The late Carl Reiner, who died recently at 95, opined in his later years that the first thing he did when he woke up each morning was to read the obituary column. "If I don't see my name there," he said, "I'll have breakfast."


     It was at breakfast the other morning while perusing the obituary pages that I said to my wife, "Thank God, I didn't see the name of anyone I knew." She replied with a wry smile, "That's because all of your friends are dead."


     Her remark hit home. Too many people I knew, loved, admired or cherished are gone. I was reflecting on that when the mail arrived. Most of it junk mail and catalogs. One of the junk mail envelopes caught my attention. The return address was marked "Dignity."


     What can this be, I wondered as I opened the envelope. I will not repeat the epitaphs that flowed as I read the message about the services rendered. The funeral services rendered. There was a survey to complete, and should I do so, a "FREE Personal Planning Guide" would be provided complete with "insightful information for planning ahead."


     The survey inquired as to whether I had made such arrangements for anyone in the last 12 months and was I aware that I could "lock in costs … no matter how many years it is between commitment and use." It also wanted to know who would be responsible for my disposal, were they aware of my preference, and did I have a plot. In addition, there were other options including cremation, and as an added bonus, an offer of "friends and family discount travel plans." What next? Maybe in person at home consultations. I used to think that the hearing aid and supplemental health insurance brochures were bothersome.


     I got to thinking.

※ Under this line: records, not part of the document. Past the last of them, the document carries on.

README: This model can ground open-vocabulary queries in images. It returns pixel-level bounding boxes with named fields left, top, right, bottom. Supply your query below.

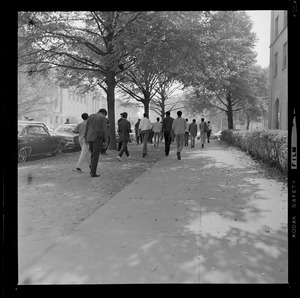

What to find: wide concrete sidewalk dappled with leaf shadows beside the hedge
left=19, top=141, right=288, bottom=284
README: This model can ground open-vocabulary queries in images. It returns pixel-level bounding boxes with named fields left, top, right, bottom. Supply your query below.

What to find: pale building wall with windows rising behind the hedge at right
left=268, top=10, right=288, bottom=130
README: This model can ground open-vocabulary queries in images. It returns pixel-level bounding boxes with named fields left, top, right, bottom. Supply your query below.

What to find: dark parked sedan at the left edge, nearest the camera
left=18, top=121, right=66, bottom=163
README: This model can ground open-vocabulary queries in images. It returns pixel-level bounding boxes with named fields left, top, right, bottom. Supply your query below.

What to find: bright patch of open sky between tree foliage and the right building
left=246, top=10, right=271, bottom=67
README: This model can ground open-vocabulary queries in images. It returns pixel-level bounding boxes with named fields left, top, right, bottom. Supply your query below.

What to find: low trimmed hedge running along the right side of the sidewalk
left=221, top=129, right=288, bottom=172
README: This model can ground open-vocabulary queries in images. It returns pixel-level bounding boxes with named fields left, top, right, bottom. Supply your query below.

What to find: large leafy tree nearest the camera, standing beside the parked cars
left=19, top=11, right=142, bottom=149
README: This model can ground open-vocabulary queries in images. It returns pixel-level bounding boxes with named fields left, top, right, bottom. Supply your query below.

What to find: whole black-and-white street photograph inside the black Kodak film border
left=5, top=9, right=297, bottom=294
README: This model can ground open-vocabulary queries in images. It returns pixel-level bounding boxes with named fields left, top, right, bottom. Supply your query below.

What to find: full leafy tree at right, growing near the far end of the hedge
left=183, top=11, right=256, bottom=129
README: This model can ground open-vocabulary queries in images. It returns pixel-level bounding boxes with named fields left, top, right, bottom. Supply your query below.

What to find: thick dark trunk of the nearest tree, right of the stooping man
left=106, top=71, right=117, bottom=150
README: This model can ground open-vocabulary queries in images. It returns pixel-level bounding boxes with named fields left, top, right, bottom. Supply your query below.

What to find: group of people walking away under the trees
left=73, top=109, right=211, bottom=177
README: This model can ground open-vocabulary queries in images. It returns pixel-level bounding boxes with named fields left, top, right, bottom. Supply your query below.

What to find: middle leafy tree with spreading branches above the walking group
left=118, top=11, right=214, bottom=114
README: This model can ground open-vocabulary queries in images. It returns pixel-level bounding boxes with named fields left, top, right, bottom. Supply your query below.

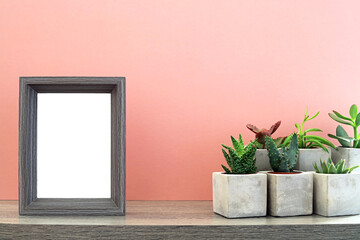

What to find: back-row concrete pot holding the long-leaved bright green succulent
left=294, top=147, right=332, bottom=171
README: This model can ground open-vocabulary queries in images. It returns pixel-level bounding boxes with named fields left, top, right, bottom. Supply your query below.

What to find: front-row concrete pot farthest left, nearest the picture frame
left=213, top=172, right=267, bottom=218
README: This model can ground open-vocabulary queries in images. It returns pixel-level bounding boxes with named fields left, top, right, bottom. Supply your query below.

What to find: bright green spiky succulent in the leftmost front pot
left=221, top=134, right=257, bottom=174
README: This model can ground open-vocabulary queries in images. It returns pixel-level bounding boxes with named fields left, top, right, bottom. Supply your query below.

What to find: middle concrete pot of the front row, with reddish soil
left=267, top=172, right=313, bottom=217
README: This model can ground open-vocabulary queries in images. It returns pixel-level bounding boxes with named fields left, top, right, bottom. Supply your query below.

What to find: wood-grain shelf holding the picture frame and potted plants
left=0, top=201, right=360, bottom=239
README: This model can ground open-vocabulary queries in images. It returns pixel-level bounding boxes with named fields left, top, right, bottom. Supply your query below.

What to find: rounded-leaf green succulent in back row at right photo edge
left=328, top=104, right=360, bottom=148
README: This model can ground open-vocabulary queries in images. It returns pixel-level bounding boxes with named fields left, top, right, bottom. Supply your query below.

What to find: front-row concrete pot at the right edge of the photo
left=314, top=173, right=360, bottom=216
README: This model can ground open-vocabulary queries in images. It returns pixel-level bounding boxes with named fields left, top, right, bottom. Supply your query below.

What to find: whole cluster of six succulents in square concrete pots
left=213, top=105, right=360, bottom=218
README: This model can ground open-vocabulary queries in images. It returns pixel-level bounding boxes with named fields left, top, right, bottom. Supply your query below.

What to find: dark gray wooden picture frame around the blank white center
left=19, top=77, right=126, bottom=215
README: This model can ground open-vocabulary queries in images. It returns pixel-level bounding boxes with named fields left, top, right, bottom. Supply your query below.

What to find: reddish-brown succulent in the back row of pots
left=246, top=121, right=285, bottom=149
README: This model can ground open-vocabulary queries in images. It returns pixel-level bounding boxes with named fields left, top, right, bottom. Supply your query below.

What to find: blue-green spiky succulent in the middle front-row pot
left=265, top=133, right=299, bottom=172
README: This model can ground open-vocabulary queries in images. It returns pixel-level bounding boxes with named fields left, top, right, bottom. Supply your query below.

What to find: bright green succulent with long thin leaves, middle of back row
left=283, top=106, right=336, bottom=152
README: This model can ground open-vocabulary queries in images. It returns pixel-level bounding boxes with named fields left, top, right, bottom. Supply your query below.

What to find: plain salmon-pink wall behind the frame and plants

Do these Dignity people know something I don't know?


     The conclusion -- death is a business – a big business, and now you can say, "a bold business." Yes, life is full of choices, including end-of-life choices. The latter choice I'll pass on for a while, since I'm staying put for the time being.


     But hold on a second. In today's mail there was a new one in the mail euphemistically termed "Celebration of Life." What? Celebrate death? No! Yes! I trashed it.


     Whenever the end comes, that will be someone else's choice.